Un anno prima, la Ventura aveva annunciato il divorzio dal suo manager storico Lele Mora e l’uscita dall’agenzia Lm Management ed era assediata dai paparazzi dell’agenzia di Corona. Ad un certo punto il pm di Potenza Henry John Woodcock la convoca. “Io non ero per niente abituata ad essere convocata dallo Sco (il Servizio centrale operativo, ndr) o in Questura – spiega – Per molti di noi questi erano ambienti che ci scioccavano”. Difficile capire cosa abbia portato Corona a perdere la testa: “Posso capire che i soldi che arrivavano erano talmente tanti, talmente “facili”, tra virgolette, che lui…“, dice l’ex giornalista sportiva lasciando in sospeso la frase.

 

“Dai verbali emerge che Fabrizio venne a casa sua e lei registrò il colloquio. Cosa le proponeva?”, domanda il giornalista. La conduttrice ricorda: “Avevo una paura pazzesca, facevo la bonifica in casa. Era un momento per noi veramente difficile”.
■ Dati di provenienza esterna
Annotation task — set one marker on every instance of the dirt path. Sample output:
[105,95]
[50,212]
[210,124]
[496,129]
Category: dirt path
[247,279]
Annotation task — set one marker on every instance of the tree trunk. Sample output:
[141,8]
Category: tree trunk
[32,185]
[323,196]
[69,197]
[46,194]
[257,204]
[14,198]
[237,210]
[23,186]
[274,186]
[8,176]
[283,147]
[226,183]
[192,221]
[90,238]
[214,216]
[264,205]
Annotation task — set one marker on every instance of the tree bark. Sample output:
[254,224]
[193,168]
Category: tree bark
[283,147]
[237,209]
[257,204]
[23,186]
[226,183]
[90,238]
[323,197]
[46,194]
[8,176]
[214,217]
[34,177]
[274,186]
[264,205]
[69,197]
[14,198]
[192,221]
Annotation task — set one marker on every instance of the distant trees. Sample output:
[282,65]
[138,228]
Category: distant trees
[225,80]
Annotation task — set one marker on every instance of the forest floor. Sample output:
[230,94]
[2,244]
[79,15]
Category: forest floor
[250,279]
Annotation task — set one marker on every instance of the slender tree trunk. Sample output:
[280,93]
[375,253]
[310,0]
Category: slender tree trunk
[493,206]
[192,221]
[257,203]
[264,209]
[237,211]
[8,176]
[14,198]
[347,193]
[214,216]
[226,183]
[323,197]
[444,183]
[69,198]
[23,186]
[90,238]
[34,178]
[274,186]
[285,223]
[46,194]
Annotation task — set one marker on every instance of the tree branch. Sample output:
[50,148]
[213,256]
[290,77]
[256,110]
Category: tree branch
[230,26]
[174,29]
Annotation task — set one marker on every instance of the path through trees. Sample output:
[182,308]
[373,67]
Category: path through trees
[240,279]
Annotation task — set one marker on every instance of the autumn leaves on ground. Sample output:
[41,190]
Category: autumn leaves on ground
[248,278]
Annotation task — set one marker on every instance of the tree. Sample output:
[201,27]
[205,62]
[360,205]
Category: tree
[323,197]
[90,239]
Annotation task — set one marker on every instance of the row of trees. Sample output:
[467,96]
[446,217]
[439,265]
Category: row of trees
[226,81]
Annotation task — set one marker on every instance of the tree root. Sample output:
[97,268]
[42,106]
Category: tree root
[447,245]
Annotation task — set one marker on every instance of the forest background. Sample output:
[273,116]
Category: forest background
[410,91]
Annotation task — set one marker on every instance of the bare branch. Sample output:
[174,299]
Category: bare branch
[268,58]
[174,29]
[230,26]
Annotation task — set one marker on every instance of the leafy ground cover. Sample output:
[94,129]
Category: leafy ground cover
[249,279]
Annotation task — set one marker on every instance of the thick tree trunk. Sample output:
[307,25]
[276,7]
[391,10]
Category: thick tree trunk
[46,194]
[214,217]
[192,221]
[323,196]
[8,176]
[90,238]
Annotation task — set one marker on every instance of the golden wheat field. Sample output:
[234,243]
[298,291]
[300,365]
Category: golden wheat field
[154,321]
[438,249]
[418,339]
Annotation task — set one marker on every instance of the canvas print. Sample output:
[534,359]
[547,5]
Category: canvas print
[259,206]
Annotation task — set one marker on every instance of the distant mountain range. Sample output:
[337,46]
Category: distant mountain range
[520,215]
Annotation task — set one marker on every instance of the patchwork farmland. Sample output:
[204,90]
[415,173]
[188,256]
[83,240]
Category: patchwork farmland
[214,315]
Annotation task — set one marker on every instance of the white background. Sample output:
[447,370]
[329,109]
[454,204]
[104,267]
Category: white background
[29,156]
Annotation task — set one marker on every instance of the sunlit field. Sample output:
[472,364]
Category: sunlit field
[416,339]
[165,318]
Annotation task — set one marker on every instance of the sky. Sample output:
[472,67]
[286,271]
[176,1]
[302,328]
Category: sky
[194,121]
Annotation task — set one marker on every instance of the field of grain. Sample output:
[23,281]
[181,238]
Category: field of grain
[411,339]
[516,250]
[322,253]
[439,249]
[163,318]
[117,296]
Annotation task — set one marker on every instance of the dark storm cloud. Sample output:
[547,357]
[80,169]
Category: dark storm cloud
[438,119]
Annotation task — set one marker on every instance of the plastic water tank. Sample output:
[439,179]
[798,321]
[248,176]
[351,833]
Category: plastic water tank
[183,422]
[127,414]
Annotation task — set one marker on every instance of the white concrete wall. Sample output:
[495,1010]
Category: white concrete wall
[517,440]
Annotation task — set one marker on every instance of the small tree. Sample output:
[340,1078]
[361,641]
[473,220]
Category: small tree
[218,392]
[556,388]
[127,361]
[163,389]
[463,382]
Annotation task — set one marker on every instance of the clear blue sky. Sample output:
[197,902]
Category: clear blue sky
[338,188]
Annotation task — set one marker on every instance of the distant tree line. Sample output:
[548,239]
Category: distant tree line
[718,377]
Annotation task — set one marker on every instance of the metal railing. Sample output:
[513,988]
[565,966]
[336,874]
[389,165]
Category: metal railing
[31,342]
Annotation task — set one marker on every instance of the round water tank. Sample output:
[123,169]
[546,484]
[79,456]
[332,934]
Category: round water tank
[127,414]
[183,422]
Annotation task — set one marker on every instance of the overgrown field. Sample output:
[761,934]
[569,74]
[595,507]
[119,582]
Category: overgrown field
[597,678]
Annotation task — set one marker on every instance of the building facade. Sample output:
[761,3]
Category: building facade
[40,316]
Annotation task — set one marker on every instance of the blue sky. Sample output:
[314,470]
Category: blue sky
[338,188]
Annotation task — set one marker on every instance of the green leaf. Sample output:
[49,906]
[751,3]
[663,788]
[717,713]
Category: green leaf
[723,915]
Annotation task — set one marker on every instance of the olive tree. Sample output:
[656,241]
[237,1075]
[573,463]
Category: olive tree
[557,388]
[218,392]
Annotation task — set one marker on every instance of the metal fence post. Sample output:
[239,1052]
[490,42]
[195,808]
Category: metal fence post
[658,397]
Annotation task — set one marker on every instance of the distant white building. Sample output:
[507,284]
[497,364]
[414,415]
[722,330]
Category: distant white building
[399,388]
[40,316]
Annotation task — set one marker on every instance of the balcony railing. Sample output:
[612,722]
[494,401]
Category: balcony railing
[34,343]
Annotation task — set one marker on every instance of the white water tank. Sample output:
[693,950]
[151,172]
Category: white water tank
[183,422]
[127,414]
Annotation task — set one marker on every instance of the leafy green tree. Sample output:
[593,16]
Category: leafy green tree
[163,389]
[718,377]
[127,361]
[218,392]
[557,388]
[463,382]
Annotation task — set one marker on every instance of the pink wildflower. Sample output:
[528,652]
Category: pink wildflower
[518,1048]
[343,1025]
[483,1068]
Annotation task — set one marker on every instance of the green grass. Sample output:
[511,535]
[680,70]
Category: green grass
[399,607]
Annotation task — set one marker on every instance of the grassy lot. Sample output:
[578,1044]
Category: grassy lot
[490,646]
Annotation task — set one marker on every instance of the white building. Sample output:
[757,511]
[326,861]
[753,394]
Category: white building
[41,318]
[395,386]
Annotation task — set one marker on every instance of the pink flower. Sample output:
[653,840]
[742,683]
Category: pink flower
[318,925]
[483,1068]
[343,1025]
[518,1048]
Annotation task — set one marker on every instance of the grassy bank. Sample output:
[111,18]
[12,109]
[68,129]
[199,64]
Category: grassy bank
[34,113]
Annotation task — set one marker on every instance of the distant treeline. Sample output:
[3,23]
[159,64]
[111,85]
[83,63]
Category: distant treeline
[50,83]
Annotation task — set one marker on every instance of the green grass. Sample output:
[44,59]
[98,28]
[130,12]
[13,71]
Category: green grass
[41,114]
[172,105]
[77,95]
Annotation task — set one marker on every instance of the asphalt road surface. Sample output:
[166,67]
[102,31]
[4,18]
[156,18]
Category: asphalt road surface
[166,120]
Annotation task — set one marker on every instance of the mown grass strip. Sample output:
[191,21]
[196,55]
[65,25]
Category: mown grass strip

I problemi con la giustizia di Corona ancora non giungono al capolinea. Il Tribunale di Sorveglianza gli ha concesso, il 7 dicembre scorso, di uscire dal carcere di San Vittore per scontare la sua pena residua, fino al marzo del 2024, in un istituto sanitario vicino a Monza a causa “del patologico progredire di disturbi della personalità borderline, associati a tendenze narcisistiche e a episodi depressivi”.